Continuing my simple, semi-homemade desserts for spring, I decided the super easy version of the classic French pastry would be a good one to do.
Store bought puff pastry saves lots of time, and instead of making a custard, we will be doing a quick buttercream with fresh lemon juice and zest. I love raspberries/strawberries as it
accompanies the lemon so well. It also so pretty.
See.
Doesn’t that look fabulous? It is also incredibly easy to make which is the best part.
Okay, let’s get started!
Semi-homemade Mille Feuille
This cheat version of the French pastry is so easy and tasty! Fresh lemon buttercream and berries sandwiched between puff pastry makes the perfect dessert!
Servings: 9 SERVIINGS
Ingredients
- 1 store bought puff pastry sheet, thawed.
- 3 cups powder sugar (plus more for dusting)

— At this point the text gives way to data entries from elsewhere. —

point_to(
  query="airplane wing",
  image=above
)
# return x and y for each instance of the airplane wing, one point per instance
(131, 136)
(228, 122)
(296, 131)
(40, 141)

- 1 large lemon, or 2 small zested and juiced
- 1 cup salted butter, room temperature
- 1/4 cup milk (I use 1%)
- fresh berries, sliced. I like raspberries and or strawberries
Instructions
- To start, set the oven to 400°. On a piece of parchment paper unfold the pastry. Cut along the 2 folding creases, making 3 equal strips and then cutting across twice to make 9 pieces.
- Put another piece of parchment on top of cut pastry and place a 2nd baking sheet on top as to sandwich it in.
- Now bake for 20 minutes. Then remove the top baking sheet/paper and bake for 5 minutes until light golden on top. Let cool for 10 minutes.
- Carefully cut each pasty in half.
FROSTING
- In a mixing bowl, add the butter. Mix until soft and creamy. .Juice and zest the lemon and add to the butter. Mix well .Next goes the sugar and milk Mix until creamy.
ASSEMBLE
- To assemble, gently frost the bottom piece of pastry, add the berry slices and top with a 2nd pastry piece.
- You can layer or keep it a simple 2 piece cookie. Powder the tops with extra sugar and ENJOY!